Fully implemented ResNet architecture from scratch: https://arxiv.org/pdf/1512.03385.pdf

Helper

get_runner[source]

get_runner(callbacks=None)

Nested Modules

We first need to make new classes that allow architectures that aren't straight forward passes through a defined set of layers. This is normally handled in the forward passes of pytorch with autograd.

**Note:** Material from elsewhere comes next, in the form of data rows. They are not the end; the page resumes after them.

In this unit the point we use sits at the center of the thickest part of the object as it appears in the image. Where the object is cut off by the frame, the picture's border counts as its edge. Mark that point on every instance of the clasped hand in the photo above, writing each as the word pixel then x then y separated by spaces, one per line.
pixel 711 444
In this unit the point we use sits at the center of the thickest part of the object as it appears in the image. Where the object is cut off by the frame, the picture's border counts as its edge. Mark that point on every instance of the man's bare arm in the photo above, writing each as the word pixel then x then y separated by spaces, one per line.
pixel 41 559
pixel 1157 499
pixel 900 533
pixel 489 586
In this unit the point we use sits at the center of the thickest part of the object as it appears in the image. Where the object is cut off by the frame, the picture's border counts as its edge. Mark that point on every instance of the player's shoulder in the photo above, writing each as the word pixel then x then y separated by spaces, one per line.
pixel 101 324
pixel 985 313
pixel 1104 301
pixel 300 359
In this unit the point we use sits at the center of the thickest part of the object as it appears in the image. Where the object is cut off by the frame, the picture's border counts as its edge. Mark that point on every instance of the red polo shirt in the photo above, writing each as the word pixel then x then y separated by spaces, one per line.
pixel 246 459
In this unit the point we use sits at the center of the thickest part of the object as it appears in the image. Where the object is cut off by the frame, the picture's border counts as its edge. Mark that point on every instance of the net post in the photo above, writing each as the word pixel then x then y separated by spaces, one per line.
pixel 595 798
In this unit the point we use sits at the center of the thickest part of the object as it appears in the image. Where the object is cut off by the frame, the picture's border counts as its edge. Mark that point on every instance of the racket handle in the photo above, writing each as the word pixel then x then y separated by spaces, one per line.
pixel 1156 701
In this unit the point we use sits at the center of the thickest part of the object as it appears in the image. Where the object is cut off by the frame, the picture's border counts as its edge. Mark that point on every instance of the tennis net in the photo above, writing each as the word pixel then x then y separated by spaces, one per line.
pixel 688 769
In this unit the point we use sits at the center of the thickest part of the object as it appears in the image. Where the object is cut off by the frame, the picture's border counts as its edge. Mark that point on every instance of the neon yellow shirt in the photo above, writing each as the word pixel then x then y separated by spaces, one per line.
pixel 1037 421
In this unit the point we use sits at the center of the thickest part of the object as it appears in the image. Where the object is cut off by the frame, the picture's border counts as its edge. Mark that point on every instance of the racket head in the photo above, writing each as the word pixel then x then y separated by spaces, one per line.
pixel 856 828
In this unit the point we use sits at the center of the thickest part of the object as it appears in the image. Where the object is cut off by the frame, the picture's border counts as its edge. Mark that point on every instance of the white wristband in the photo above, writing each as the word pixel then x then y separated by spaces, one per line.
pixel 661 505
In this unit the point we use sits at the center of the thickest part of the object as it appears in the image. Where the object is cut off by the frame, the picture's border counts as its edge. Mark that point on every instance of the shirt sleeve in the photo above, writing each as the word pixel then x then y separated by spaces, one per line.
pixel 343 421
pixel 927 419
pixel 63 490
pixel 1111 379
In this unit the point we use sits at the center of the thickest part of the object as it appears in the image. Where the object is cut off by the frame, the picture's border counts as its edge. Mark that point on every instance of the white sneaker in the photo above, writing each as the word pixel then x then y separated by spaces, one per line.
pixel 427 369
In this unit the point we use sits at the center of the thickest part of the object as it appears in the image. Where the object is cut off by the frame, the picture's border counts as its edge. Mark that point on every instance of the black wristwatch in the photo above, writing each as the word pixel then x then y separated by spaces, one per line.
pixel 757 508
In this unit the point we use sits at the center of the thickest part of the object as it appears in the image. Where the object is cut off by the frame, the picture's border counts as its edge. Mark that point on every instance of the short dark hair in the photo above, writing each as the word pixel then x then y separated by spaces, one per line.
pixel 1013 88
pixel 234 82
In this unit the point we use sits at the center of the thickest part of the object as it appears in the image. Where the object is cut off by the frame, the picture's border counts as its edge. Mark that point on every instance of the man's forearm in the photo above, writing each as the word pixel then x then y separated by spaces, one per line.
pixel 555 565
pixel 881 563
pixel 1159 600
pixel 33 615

We need to be a bit more clever due to the fact that we need to define our gradients in each module.

class NestedModel[source]

NestedModel() :: Module

NestModel that allows for a sequential model to be called withing an outer model

class TestMixingGrads[source]

TestMixingGrads() :: NestedModel

Test module to see if nested SequentialModels will work

Testing the gradients and the outputs:

m = SequentialModel(TestMixingGrads(), Linear(25,10, False))
db = get_mnist_databunch()
lf = CrossEntropy()
optimizer = adam_opt()
m
(Layer1): 
SubModel( 
(Layer1): Linear(784, 50)
(Layer2): ReLU()
(Layer3): Linear(50, 25)
)
(Layer2): Linear(25, 10)
learn = Learner(m, CrossEntropy(), Optimizer, db)
run = Runner(learn, [CheckGrad()])
run.fit(1,0.1)
good
good
good
good
good
good

Refactored Conv Layers

Before we can start making ResNets, we first define a few helper modules that abstract some of the layers:

class AutoConv[source]

AutoConv(n_in, n_out, kernel_size=3, stride=1) :: Conv

Automatic resizing of padding based on kernel size to ensure constant dimensions of input to output

class ConvBatch[source]

ConvBatch(n_in, n_out, kernel_size=3, stride=1, **kwargs) :: NestedModel

Performs conv then batchnorm

class Identity[source]

Identity() :: Module

Module to perform the identity connection (what goes in, comes out)

ResBlocks

Final built up ResNet blocks that implement the skip connecton layers characteristic of a ResNet

class BasicRes[source]

BasicRes(n_in, n_out, expansion=1, stride=1, Activation='ReLU', *args, **kwargs) :: Module

Basic block to implement the two different ResBlocks presented in the paper

class BasicResBlock[source]

BasicResBlock(n_in, n_out, *args, **kwargs) :: BasicRes

Basic block to implement the two different ResBlocks presented in the paper

class BottleneckBlock[source]

BottleneckBlock(n_in, n_out, *args, **kwargs) :: BasicRes

Basic block to implement the two different ResBlocks presented in the paper

class ResBlock[source]

ResBlock(n_in, n_out, block='BasicResBlock', stride=1, kernel_size=3, Activation='ReLU', **kwargs) :: NestedModel

Adds the final activation after the skip connection addition

class ResLayer[source]

ResLayer(block, n, n_in, n_out, *args, **kwargs) :: NestedModel

Sequential ResBlock layers as outlined in the paper

class ResLayer(NestedModel):
    "Sequential res layers"
    def __init__(self, block, n, n_in, n_out, *args, **kwargs):
        layers = []
        self.block, self.n, self.n_in, self.n_out = block, n, n_in, n_out

        downsampling = 2 if n_in != n_out else 1

        layers = [ResBlock(n_in, n_out, block, stride=downsampling),
        *[ResBlock(n_out * block.expansion, n_out, block, stride=1) for i in range(n-1)]]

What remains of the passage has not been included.